Within the first year after approval, the FDA required a black box warning be added to gemtuzumab packaging. The drug was noted to increase the risk of veno-occlusive disease in the absence of bone marrow transplantation. Later the onset of VOD was shown to occur at increased frequency in gemtuzumab patients even following bone marrow transplantation. The drug was discussed in a 2008 JAMA article, which criticized the inadequacy of postmarketing surveillance of biologic agents.

A randomized Phase III comparative controlled trial (SWOG S0106) was initiated in 2004, by Wyeth in accordance with the FDA accelerated-approval process. The study was stopped on August 20, 2009, prior to completion due to worrisome outcomes. Among the patients evaluated for early toxicity, fatal toxicity rate was significantly higher in the gemtuzumab combination therapy group vs the standard therapy group. Mortality was 5.7% with gemtuzumab and 1.4% without the agent (16/283 = 5.7% vs 4/281 = 1.4%; P = .01).
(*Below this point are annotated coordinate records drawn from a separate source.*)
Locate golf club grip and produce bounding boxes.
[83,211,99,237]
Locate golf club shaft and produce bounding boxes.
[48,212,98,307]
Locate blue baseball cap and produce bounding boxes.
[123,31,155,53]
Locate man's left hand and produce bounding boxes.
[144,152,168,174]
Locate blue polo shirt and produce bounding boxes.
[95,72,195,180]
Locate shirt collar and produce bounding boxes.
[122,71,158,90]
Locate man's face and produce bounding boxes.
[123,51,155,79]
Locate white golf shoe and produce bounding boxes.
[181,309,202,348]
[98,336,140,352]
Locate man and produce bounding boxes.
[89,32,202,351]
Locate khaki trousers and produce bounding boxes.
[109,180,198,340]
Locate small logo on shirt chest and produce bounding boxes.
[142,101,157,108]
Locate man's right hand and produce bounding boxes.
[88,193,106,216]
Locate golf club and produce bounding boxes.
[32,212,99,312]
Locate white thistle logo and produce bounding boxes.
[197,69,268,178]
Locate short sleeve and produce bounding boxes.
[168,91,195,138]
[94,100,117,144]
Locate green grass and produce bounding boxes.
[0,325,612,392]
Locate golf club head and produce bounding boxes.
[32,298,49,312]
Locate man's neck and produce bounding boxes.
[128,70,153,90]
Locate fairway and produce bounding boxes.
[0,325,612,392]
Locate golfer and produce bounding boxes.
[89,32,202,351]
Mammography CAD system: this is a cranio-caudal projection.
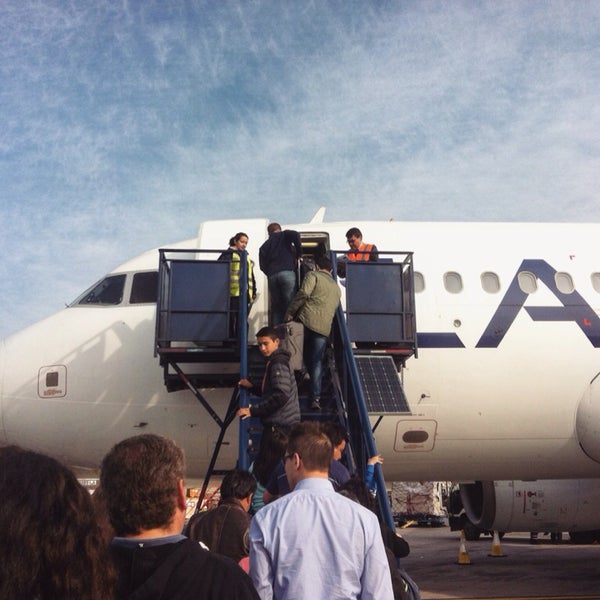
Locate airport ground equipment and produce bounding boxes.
[154,241,417,526]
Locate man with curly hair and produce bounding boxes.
[100,434,258,600]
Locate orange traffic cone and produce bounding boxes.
[457,529,471,565]
[489,529,506,558]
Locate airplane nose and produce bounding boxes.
[576,373,600,462]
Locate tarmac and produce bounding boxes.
[398,526,600,600]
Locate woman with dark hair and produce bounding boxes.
[0,446,113,600]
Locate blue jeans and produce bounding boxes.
[269,271,297,325]
[304,327,327,400]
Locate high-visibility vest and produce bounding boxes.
[348,243,373,260]
[229,252,254,299]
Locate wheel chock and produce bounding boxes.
[488,529,506,558]
[457,529,471,565]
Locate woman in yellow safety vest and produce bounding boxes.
[219,231,256,338]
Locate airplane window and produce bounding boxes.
[415,271,425,294]
[518,271,537,294]
[444,271,462,294]
[554,273,575,294]
[129,271,158,304]
[75,275,125,304]
[481,271,500,294]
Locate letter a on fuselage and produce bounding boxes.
[476,259,600,348]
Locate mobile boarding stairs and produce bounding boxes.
[155,249,417,526]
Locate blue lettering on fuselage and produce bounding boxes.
[417,259,600,348]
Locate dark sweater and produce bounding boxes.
[258,229,302,277]
[111,538,258,600]
[250,348,300,427]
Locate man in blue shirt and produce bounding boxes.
[250,422,394,600]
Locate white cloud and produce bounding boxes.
[0,0,600,336]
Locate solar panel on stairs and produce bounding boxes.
[354,356,410,415]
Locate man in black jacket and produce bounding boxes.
[237,327,300,433]
[258,223,302,325]
[237,327,300,476]
[100,434,258,600]
[186,469,256,563]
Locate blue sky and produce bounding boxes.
[0,0,600,337]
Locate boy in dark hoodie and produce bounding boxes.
[237,327,300,483]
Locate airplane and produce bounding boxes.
[0,208,600,531]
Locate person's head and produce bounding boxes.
[221,469,256,510]
[346,227,362,250]
[100,434,185,537]
[233,231,248,250]
[322,421,349,460]
[315,256,331,273]
[252,429,288,486]
[0,446,113,600]
[256,327,279,357]
[283,421,333,489]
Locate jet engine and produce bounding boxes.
[460,479,600,541]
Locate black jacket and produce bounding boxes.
[250,348,300,427]
[258,229,302,277]
[111,538,259,600]
[185,498,252,563]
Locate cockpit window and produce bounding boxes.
[74,275,125,304]
[129,271,158,304]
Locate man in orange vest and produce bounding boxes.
[346,227,379,262]
[337,227,379,278]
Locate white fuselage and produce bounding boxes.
[0,220,600,481]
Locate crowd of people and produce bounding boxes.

In June 2010, Pfizer withdrew gemtuzumab ozogamicin from the market at the request of the US FDA. However, some other regulatory authorities did not agree with the FDA decision, with Japan's Pharmaceuticals and Medical Devices Agency stating in 2011 that the "risk-benefit balance of gemtuzumab ozogamicin has not changed from its state at the time of approval".

In 2017, Pfizer reapplied for US and EU approval, based on a meta-analysis of prior trials and results of the ALFA-0701 clinical trial, an open-label Phase III trial in 280 older people with AML. In September 2017, gemtuzumab ozogamicin was approved again for use in the United States and in the European Union.